The planned transfer of activities from the SRS to Diamond went well for protein crystallography. The developments in automation and data handling which took place on the SRS formed a good basis for further developments at Diamond. SRS staff were involved in the specification and design of the initial facilities at Diamond with some staff (Liz Duke, Katherine McAuley, Alun Ashton, Graeme Winter, Colin Nave) taking up positions at the new facility. The strength of the UK academic user program on the SRS, together with the industrial and European program meant that a high demand existed for the protein crystallography facilities on Diamond when the SRS closed.
Examples of both academic and industrial uses of the protein crystallography facilities on the SRS can be found in the document The Social and Economic Impact of the Daresbury Synchrotron Radiation Source (1981- 2008), which can be downloaded.
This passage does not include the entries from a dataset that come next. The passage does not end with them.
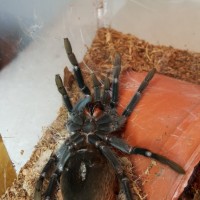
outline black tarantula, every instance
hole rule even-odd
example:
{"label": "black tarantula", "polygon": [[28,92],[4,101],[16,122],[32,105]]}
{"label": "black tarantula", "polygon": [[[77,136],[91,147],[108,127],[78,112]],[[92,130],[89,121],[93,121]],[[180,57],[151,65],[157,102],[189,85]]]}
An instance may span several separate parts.
{"label": "black tarantula", "polygon": [[[126,199],[132,200],[129,179],[125,175],[113,148],[129,155],[140,154],[153,158],[168,165],[176,172],[184,174],[184,169],[168,158],[145,148],[132,147],[113,134],[125,125],[126,120],[140,100],[141,93],[153,78],[156,70],[152,69],[146,75],[129,104],[119,115],[116,110],[121,70],[119,54],[115,56],[112,83],[108,78],[105,78],[101,88],[95,74],[91,74],[94,90],[94,94],[91,95],[89,88],[84,83],[81,69],[67,38],[64,39],[64,44],[68,58],[73,65],[74,76],[84,97],[73,106],[63,86],[62,79],[56,75],[58,91],[61,93],[69,112],[69,119],[66,123],[69,138],[51,155],[44,166],[36,183],[34,199],[41,200],[42,196],[45,200],[54,199],[60,182],[64,200],[102,199],[102,191],[99,194],[98,189],[101,185],[100,181],[103,181],[103,173],[107,171],[107,169],[103,170],[103,166],[108,163],[113,168]],[[43,182],[49,173],[51,175],[48,187],[46,192],[42,194]]]}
The pace of developments in protein crystallography on synchrotrons shows no signs of abating. These include new and upgraded sources with higher brightness (multi-bend achromats and free electron lasers) together with beamline optics, detectors and data handling. All of this will result in more challenging structural biology projects becoming feasible. Things have come a long way since John Helliwell’s proposal to use synchrotron radiation for protein crystallography at Daresbury, nearly 40 years ago. This contribution initiated a strong synchrotron radiation program for protein crystallography in the UK, based on the facilities at the SRS.
Personal note
I joined Daresbury Laboratory in 1982 and worked closely with John Helliwell in developing the initial facilties for small angle x-ray scattering on the SRS before becoming Facility Group Leader for Protein Crystallography in 1987. I continued in this position until 2003 after which I took up an Individual Merit position, concentrating on developments for protein crystallography on synchrotrons. In 2007 I retired from Daresbury Laboratory and took up a part time position at the Diamond Light Source. I am extremely grateful for the opportunity that the SRS has given me for pursuing an interesting career in an exciting area of science together with the productive and enjoyable interactions with the many colleagues at Daresbury and the users of the SRS.